Monday, April 28, 2008

EU Ponders Next Move On Trade Deals

from All Africa

The Monitor (Kampala)

By Peter Nyanzi
Brussels

The European Union is contemplating the way forward following the reluctance of the majority of African, Caribbean and Pacific (ACP) countries to sign the Economic Partnership Agreements (EPAs) they have been negotiating, five months after the expiry of the December 31 deadline set by the World Trade Organisation.

EU officials told a group of ACP journalists attending a workshop on EPAs in Brussels recently that there was need for a consensus "as soon as possible" with the regional blocs and individual States that had initialled interim agreements and those had completed rejected them.

Eight years ago when negotiations on EPAs began, it was with the best of intentions - to put in a place a fair trade regime that would go beyond just being compatible with World Trade Organisation (WTO) rules; to encompass poverty alleviation, development and regional integration in the ACP countries.
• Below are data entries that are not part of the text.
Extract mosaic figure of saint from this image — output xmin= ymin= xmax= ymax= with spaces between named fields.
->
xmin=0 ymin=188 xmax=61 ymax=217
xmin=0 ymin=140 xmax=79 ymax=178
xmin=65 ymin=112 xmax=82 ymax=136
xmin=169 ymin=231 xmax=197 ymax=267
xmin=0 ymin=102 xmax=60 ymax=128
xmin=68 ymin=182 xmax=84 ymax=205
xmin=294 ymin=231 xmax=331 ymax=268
But as the WTO's December 31, 2007 deadline drew close, there was angst and despair as the whole process became increasingly bogged down in a quagmire of controversy and acrimony.

Not surprisingly, only less than half of the 78 ACP countries had initialled the agreements at the close of the year. Of the six regions, only the Caribbean has concluded a full EPA.

The East African region signed an interim agreement on November 23.

Later in June or July, the Commission will present both the interim and full EPAs to the European Parliament for approval.

Following high-level consultations with the concerned parties, the EC has drawn up a number of issues for which it seeks consensus over the next 12 months with the negotiators from the various regions involved in the EPA talks.

Intense lobbying is rife in Brussels, the European capital by civil society actors and lobby groups, which want the whole process revisited.

But Mr Peter Mandelson, the trade commissioner and other officials, blamed the impasse on "misinformation" and "misconceptions" being perpetuated by some civil society groups and some Members of the European Parliament (MEP) such as Ms Glenys Kinnock, who denies the claims.